I think calling CC will help.


----------



## aby geek (Sep 8, 2011)

i think it is pppoe but if its not the only option i have is to call airtel guys?right?


----------



## Ishu Gupta (Sep 8, 2011)

d6bmg said:


> @OP: Sorry dude, but with airtel connection you will face problem while configuring your internet, as they don't have/provide pppoe login service.


I'm using pppoe on a Beetel 450TC1 with Airtel.


----------



## d6bmg (Sep 8, 2011)

^^ Do they have pppoe by default or one have to call their CC to activate pppoe in your account?


----------



## Ishu Gupta (Sep 9, 2011)

d6bmg said:


> ^^ Do they have pppoe by default or one have to call their CC to activate pppoe in your account?
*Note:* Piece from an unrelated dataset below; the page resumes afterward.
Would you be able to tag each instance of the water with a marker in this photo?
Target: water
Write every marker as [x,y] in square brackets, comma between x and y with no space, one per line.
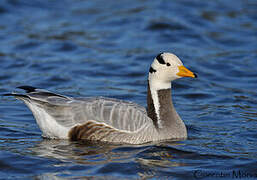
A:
[91,48]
The tech guy did it on setup I think.

Just enter the user (phone number @ something.com) and pass from the dialup page. It should work.


----------



## d6bmg (Sep 9, 2011)

Ishu Gupta said:


> Just enter the user (phone number @ something.com) and pass from the dialup page. It should work.



Thanks, I'll try this with my broadband.


----------



## aby geek (Sep 13, 2011)

whats the url ishu?


----------



## Ishu Gupta (Sep 13, 2011)

aby geek said:


> whats the url ishu?


####_dsl@airtelbroadband.in


----------



## khmadhu (Sep 14, 2011)

airtel do provide PPPOE  type connection, I did this type of connection with Belkin N150 router (with modem only port)

@aby geek
you just need to peek into the Airtel's modems configuration.  login using  username admin and password is password , (if u r not able to login to modem, call customer care and they will provide u the password.)

usually  the  the PPPOE username will be  STDcodewith phone number_area code @ airtelbroadband.in
and password will be 123456 (by default). but while installation it will be changed i think. if it is changed use any asterisk removal tool to view password.


----------